The film, which uses the Bosnian war as backdrop, follows a team of US Navy SEALs as they embark on a rogue mission to retrieve sunken Nazi gold, with plans to split the profits with one of the SEALs’ love interests, a beautiful Bosnian woman with very few speaking lines, who had sought their help in recovering this treasure.

The scale and staging of the first fifteen minutes set a promising tone, but this just serves to set expectations at a bar which the remainder of the film misses by a mile. The first sequence has no bearing on the rest of the film, which suddenly decides it wants to be a heist movie rather than a military action.

The tone never settles, rendering the comical scenes not that funny, and the emotive scenes not that affecting; everything is clumsily strung together in an amateurish and lacklustre manner. Surprising and disappointing, given the budget and the minds behind the production.  

Besson’s touch is clear in a dialogue that openly embraces cliché, and does not skimp on amusingly hammy lines. Productions carrying his name would usually at the very least bring something new to the genre, yet Renegades lacks even the slightest inkling of originality. At best, it is a lazy and disjointed mash-up of The Expendables, The A-Team, and a few military B-movies, where every self-aggrandising line of dialogue has been lifted from countless other films.

It lacks any depth or soul, displaying none of the anti-war rebelliousness of Kelly’s Heroes nor the satire of Three Kings, two films with practically identical plots to Renegades, yet which still manage to make a fresh contribution to cinema. The cast, among whom are some talented up-and-coming actors undoubtedly capable of much more, are unfortunately given nothing of substance to work with and can therefore do nothing to salvage the narrative.

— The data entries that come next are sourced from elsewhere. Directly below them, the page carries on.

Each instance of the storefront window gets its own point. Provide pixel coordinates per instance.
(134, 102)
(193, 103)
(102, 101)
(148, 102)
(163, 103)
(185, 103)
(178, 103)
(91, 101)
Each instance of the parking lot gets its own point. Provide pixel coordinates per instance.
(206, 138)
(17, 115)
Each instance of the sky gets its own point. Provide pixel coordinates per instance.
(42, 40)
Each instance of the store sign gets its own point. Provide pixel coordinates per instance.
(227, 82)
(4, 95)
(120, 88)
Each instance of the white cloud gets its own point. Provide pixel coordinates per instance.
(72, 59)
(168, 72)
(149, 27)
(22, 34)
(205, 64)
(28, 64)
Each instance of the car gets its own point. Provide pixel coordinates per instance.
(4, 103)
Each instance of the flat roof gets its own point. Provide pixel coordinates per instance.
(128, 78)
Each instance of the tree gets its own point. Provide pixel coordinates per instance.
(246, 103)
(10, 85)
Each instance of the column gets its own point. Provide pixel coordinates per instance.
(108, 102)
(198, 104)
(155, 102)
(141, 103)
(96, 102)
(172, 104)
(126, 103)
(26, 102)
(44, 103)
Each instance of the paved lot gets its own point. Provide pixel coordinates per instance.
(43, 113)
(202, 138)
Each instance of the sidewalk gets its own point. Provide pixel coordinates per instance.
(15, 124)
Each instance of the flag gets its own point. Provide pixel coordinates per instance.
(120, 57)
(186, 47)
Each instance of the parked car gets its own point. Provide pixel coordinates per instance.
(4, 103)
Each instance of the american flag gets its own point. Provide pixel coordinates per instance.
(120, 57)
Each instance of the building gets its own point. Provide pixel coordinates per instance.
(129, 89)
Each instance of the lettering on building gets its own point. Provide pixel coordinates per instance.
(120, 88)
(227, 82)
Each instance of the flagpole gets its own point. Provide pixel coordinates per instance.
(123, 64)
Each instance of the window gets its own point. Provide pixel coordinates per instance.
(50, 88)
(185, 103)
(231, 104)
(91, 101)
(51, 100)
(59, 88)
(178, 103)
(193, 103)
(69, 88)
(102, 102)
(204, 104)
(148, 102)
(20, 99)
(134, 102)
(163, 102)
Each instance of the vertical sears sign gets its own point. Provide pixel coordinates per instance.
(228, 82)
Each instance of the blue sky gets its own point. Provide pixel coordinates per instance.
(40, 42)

Furthermore, the film uses the horrors of World War II and the Bosnian War as an uncomfortable background against which to crack jokes and show off Western machismo culture. The script is predictably, as is typical in this subgenre of action film, tin-eared to its broader context.

Renegades’ sole redeeming quality is the skilful cinematography underwater, thanks to Steven Quale’s experience working alongside James Cameron on The Abyss and Aliens of the Deep. Even that, however, can only do so much to rescue this film.

This is not a movie made for 2018. Years earlier it may have been appreciated as a popcorn flick, but today audiences deserve entertainment that is more responsive to the culture for which it is being created. Let’s stop celebrating machoism as the ideal standard of masculinity, let’s stop portraying women solely as love interests with only a spectre of agency, let’s stop blindly accepting American aggrandisement and racial insensitivity. Audiences deserve better entertainment than this.

Renegades is out now, distributed by Signature Entertainment.